I wonder if it isn’t one of those “Schroedinger’s Cat” things, TB? Every single thing you said is absolutely right. At the same time, though... it’s just a bunch of old farts getting together to spend some time back in their youth. Both states are true and valid at the same time.
ReplyDeleteI tend to find myself in the same state of quantum curmudgeondom as you; light years ago the sight of my wife and her friends in Van Halen shirts a size too small would be a very different than seeing them do it today. To go further with that line of thought with the ladies probably involves rolling pins, fry pans and attitude readjustment with blunt force trauma, and possibly justifiable homocide. 😆👍
All it would do for me is make me feel old, and I am at that point of being content to leave the past where it is.

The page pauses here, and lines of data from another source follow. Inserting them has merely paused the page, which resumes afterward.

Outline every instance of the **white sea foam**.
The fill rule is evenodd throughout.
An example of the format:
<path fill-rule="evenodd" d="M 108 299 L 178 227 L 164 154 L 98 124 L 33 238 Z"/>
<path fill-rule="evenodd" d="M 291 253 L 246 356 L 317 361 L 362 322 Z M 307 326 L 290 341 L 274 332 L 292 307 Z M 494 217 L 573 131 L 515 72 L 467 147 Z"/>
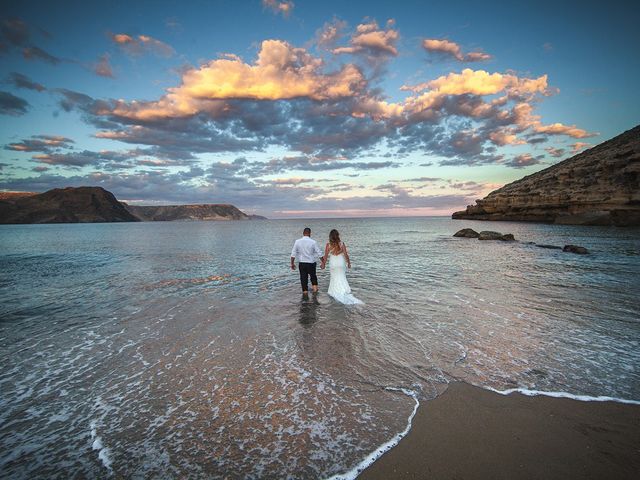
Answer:
<path fill-rule="evenodd" d="M 406 388 L 387 387 L 386 390 L 402 392 L 405 395 L 413 398 L 415 405 L 413 406 L 413 411 L 411 412 L 411 415 L 409 415 L 409 419 L 407 420 L 406 428 L 400 433 L 397 433 L 391 440 L 383 443 L 378 448 L 376 448 L 372 453 L 367 455 L 364 460 L 362 460 L 348 472 L 333 475 L 327 480 L 354 480 L 358 475 L 362 473 L 365 468 L 372 465 L 373 462 L 375 462 L 378 458 L 395 447 L 400 442 L 400 440 L 402 440 L 407 435 L 407 433 L 409 433 L 409 430 L 411 430 L 411 422 L 413 421 L 413 417 L 416 415 L 418 407 L 420 406 L 420 402 L 418 401 L 418 394 L 412 390 L 407 390 Z"/>
<path fill-rule="evenodd" d="M 111 468 L 112 460 L 111 460 L 111 457 L 109 456 L 110 450 L 107 447 L 105 447 L 104 444 L 102 443 L 102 438 L 98 435 L 98 430 L 96 428 L 95 420 L 91 422 L 90 427 L 91 427 L 91 440 L 93 440 L 93 443 L 91 444 L 91 448 L 98 451 L 98 458 L 100 459 L 104 467 L 109 471 L 109 473 L 112 473 L 113 472 L 113 469 Z"/>
<path fill-rule="evenodd" d="M 497 390 L 491 387 L 481 387 L 486 390 L 491 390 L 492 392 L 499 393 L 500 395 L 510 395 L 512 393 L 520 393 L 522 395 L 526 395 L 527 397 L 536 397 L 539 395 L 543 395 L 545 397 L 554 397 L 554 398 L 570 398 L 572 400 L 580 400 L 581 402 L 617 402 L 617 403 L 627 403 L 630 405 L 640 405 L 640 401 L 638 400 L 628 400 L 625 398 L 616 398 L 616 397 L 607 397 L 607 396 L 598 396 L 592 397 L 590 395 L 575 395 L 573 393 L 567 392 L 543 392 L 542 390 L 529 390 L 528 388 L 509 388 L 507 390 Z"/>

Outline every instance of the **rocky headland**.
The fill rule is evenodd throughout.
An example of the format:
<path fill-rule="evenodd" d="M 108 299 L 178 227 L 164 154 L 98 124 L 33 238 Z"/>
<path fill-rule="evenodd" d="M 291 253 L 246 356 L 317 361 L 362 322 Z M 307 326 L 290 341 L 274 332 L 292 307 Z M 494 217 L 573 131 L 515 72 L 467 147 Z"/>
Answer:
<path fill-rule="evenodd" d="M 640 225 L 640 125 L 509 183 L 452 218 Z"/>
<path fill-rule="evenodd" d="M 0 200 L 0 223 L 138 222 L 101 187 L 54 188 Z"/>
<path fill-rule="evenodd" d="M 145 222 L 189 221 L 189 220 L 252 220 L 258 215 L 247 215 L 233 205 L 126 205 L 127 210 Z"/>
<path fill-rule="evenodd" d="M 44 193 L 0 192 L 0 224 L 262 218 L 259 215 L 247 215 L 235 206 L 226 204 L 127 205 L 102 187 L 56 188 Z"/>

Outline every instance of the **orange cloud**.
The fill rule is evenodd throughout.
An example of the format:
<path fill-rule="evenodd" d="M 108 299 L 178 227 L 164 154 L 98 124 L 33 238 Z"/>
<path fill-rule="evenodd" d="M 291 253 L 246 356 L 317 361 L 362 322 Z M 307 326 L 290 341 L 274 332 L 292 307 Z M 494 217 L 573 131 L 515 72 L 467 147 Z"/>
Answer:
<path fill-rule="evenodd" d="M 418 112 L 437 106 L 447 95 L 484 96 L 502 92 L 518 96 L 546 94 L 547 76 L 542 75 L 535 79 L 519 78 L 511 74 L 488 73 L 484 70 L 465 68 L 461 73 L 450 73 L 412 87 L 404 85 L 400 89 L 414 93 L 428 89 L 422 95 L 409 97 L 406 100 L 407 108 Z"/>
<path fill-rule="evenodd" d="M 499 129 L 489 133 L 489 139 L 492 143 L 499 146 L 524 145 L 527 143 L 518 138 L 511 130 L 508 129 Z"/>
<path fill-rule="evenodd" d="M 580 150 L 584 150 L 585 148 L 591 146 L 590 143 L 585 142 L 576 142 L 571 144 L 571 153 L 578 153 Z"/>
<path fill-rule="evenodd" d="M 546 135 L 567 135 L 573 138 L 587 138 L 598 135 L 590 133 L 575 125 L 564 125 L 562 123 L 552 123 L 544 125 L 540 121 L 540 115 L 533 115 L 533 107 L 528 103 L 519 103 L 513 107 L 514 123 L 521 130 L 531 129 L 536 133 Z"/>
<path fill-rule="evenodd" d="M 161 57 L 171 57 L 175 53 L 173 47 L 149 35 L 132 37 L 126 33 L 116 33 L 111 35 L 111 40 L 125 53 L 136 57 L 145 53 L 153 53 Z"/>
<path fill-rule="evenodd" d="M 265 40 L 252 65 L 235 55 L 225 55 L 186 71 L 182 84 L 168 89 L 160 100 L 121 101 L 111 113 L 140 120 L 182 117 L 202 111 L 215 115 L 224 111 L 227 99 L 330 100 L 353 97 L 366 87 L 366 80 L 355 65 L 344 65 L 329 74 L 322 73 L 322 67 L 322 60 L 304 48 L 294 48 L 281 40 Z"/>
<path fill-rule="evenodd" d="M 491 59 L 491 55 L 484 52 L 469 52 L 465 55 L 462 53 L 460 45 L 450 40 L 427 38 L 422 41 L 422 46 L 428 52 L 450 55 L 459 62 L 481 62 Z"/>

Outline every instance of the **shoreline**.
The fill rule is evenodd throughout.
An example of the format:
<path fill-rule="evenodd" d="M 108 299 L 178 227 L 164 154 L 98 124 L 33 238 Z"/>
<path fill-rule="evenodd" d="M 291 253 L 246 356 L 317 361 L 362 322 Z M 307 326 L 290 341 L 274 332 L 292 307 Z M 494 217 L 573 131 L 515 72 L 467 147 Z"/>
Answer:
<path fill-rule="evenodd" d="M 579 398 L 579 397 L 578 397 Z M 454 382 L 358 479 L 635 479 L 640 405 Z"/>

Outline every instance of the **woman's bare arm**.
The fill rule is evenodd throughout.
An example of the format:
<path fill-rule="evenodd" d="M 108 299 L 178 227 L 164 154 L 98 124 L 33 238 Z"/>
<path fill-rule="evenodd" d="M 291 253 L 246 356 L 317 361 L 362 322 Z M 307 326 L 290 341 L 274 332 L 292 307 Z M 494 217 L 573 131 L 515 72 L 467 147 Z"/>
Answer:
<path fill-rule="evenodd" d="M 344 258 L 347 261 L 347 267 L 351 268 L 351 260 L 349 260 L 349 252 L 347 252 L 347 245 L 342 243 L 342 251 L 344 252 Z"/>
<path fill-rule="evenodd" d="M 322 257 L 322 263 L 320 264 L 320 268 L 324 268 L 327 264 L 327 258 L 329 258 L 329 244 L 327 243 L 324 246 L 324 257 Z"/>

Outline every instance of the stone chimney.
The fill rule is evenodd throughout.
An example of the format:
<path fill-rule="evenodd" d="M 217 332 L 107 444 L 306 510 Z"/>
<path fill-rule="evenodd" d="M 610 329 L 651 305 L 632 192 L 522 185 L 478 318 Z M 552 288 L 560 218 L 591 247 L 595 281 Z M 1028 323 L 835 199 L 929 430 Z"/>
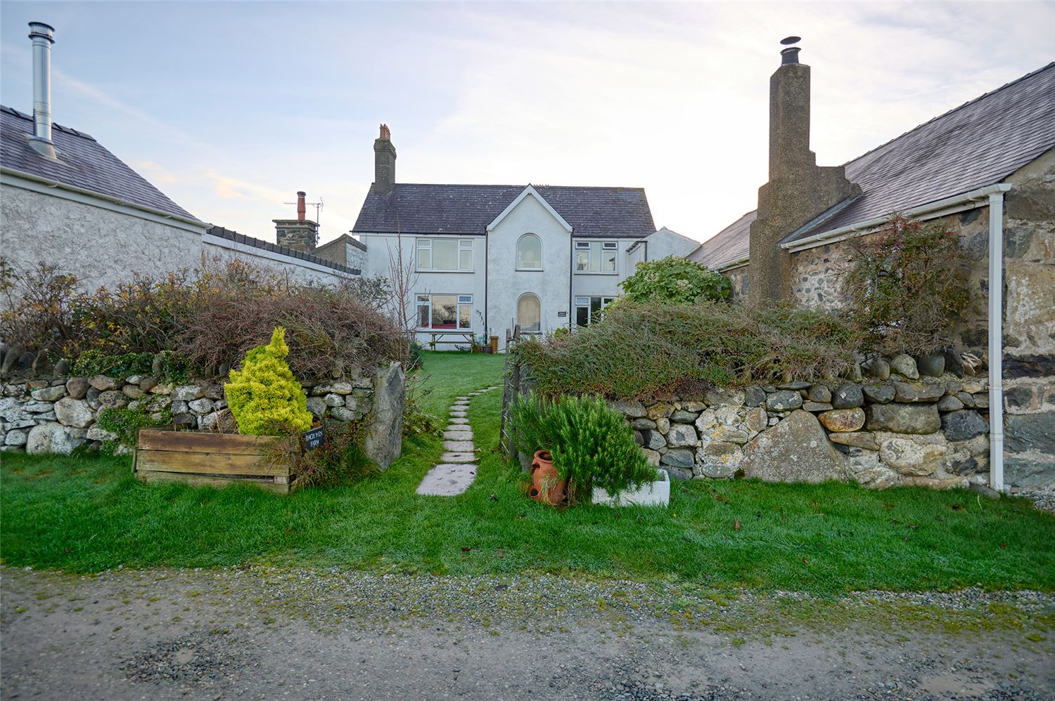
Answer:
<path fill-rule="evenodd" d="M 383 195 L 396 184 L 396 147 L 387 124 L 381 124 L 381 136 L 373 141 L 373 192 Z"/>
<path fill-rule="evenodd" d="M 861 188 L 842 165 L 819 167 L 809 150 L 809 66 L 799 62 L 801 41 L 781 43 L 781 66 L 769 79 L 769 182 L 759 189 L 759 214 L 751 223 L 747 298 L 752 305 L 786 299 L 791 292 L 791 255 L 785 236 Z"/>
<path fill-rule="evenodd" d="M 306 194 L 296 193 L 296 218 L 295 219 L 272 219 L 274 221 L 275 239 L 279 246 L 311 253 L 319 245 L 319 225 L 305 217 L 307 205 L 304 201 Z"/>

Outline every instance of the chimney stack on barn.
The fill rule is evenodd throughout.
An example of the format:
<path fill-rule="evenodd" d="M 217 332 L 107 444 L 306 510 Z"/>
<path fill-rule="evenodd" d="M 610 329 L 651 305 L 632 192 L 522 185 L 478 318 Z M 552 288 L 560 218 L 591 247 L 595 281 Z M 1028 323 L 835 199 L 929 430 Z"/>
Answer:
<path fill-rule="evenodd" d="M 272 219 L 279 246 L 285 246 L 301 253 L 311 253 L 319 245 L 319 223 L 305 216 L 307 205 L 304 198 L 306 196 L 303 191 L 296 193 L 295 219 Z"/>
<path fill-rule="evenodd" d="M 383 195 L 396 184 L 396 147 L 387 124 L 381 124 L 381 135 L 373 141 L 373 192 Z"/>
<path fill-rule="evenodd" d="M 55 27 L 43 22 L 30 22 L 33 39 L 33 136 L 30 145 L 47 158 L 55 158 L 52 143 L 52 44 Z"/>
<path fill-rule="evenodd" d="M 759 189 L 751 222 L 748 301 L 786 299 L 791 257 L 780 242 L 836 205 L 860 196 L 842 165 L 819 167 L 809 150 L 809 66 L 799 62 L 801 39 L 781 41 L 781 66 L 769 79 L 769 182 Z"/>

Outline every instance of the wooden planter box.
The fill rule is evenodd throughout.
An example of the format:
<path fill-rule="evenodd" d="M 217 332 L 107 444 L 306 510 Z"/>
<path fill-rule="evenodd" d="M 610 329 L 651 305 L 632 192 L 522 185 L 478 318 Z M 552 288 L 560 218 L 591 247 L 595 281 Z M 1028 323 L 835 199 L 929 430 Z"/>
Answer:
<path fill-rule="evenodd" d="M 249 484 L 280 494 L 296 488 L 288 461 L 269 460 L 282 441 L 298 437 L 139 429 L 132 471 L 141 482 L 195 487 Z"/>

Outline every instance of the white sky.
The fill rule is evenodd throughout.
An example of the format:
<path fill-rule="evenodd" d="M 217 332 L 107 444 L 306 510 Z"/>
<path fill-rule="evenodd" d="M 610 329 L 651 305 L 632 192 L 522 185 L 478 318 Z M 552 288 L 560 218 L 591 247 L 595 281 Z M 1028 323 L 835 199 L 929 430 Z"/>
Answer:
<path fill-rule="evenodd" d="M 32 111 L 26 22 L 56 27 L 55 120 L 195 216 L 322 239 L 373 177 L 644 187 L 706 239 L 766 178 L 779 40 L 812 66 L 812 149 L 843 163 L 1055 58 L 1055 4 L 3 2 L 0 99 Z M 312 210 L 309 208 L 309 214 Z"/>

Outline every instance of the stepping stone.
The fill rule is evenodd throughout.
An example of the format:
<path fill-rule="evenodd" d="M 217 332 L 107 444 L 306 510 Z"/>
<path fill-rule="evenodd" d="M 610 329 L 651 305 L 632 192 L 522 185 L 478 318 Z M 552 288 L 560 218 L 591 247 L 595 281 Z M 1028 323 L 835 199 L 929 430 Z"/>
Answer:
<path fill-rule="evenodd" d="M 475 463 L 475 452 L 445 452 L 440 455 L 441 463 Z"/>
<path fill-rule="evenodd" d="M 475 479 L 476 465 L 437 465 L 418 485 L 418 493 L 454 496 L 468 489 Z"/>
<path fill-rule="evenodd" d="M 443 431 L 443 437 L 447 441 L 472 441 L 473 431 Z"/>

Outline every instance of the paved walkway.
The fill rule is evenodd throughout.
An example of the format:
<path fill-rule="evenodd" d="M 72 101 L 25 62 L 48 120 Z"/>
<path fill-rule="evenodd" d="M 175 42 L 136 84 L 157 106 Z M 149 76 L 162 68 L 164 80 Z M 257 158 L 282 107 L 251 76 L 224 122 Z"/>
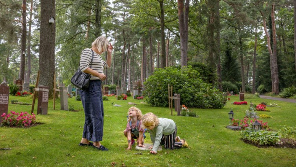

What was old is popular again. Can't blame them. I guess for wanting to cash in.
ReplyDeleteSome of the bands you mentioned I never heard of, but many remind me of different places in my Air Force career.
Glen - You make a great point: even going back for the music which reminds us of the then does not change the reality of the now. As you say, fleeting at best, which is maybe all we can expect from nostalgia.
ReplyDeleteLinda, I cannot blame anyone for exploiting a legitimate market that exists than harms no-one.
ReplyDeleteFunny how music (and smells, for me) remind us of past places times.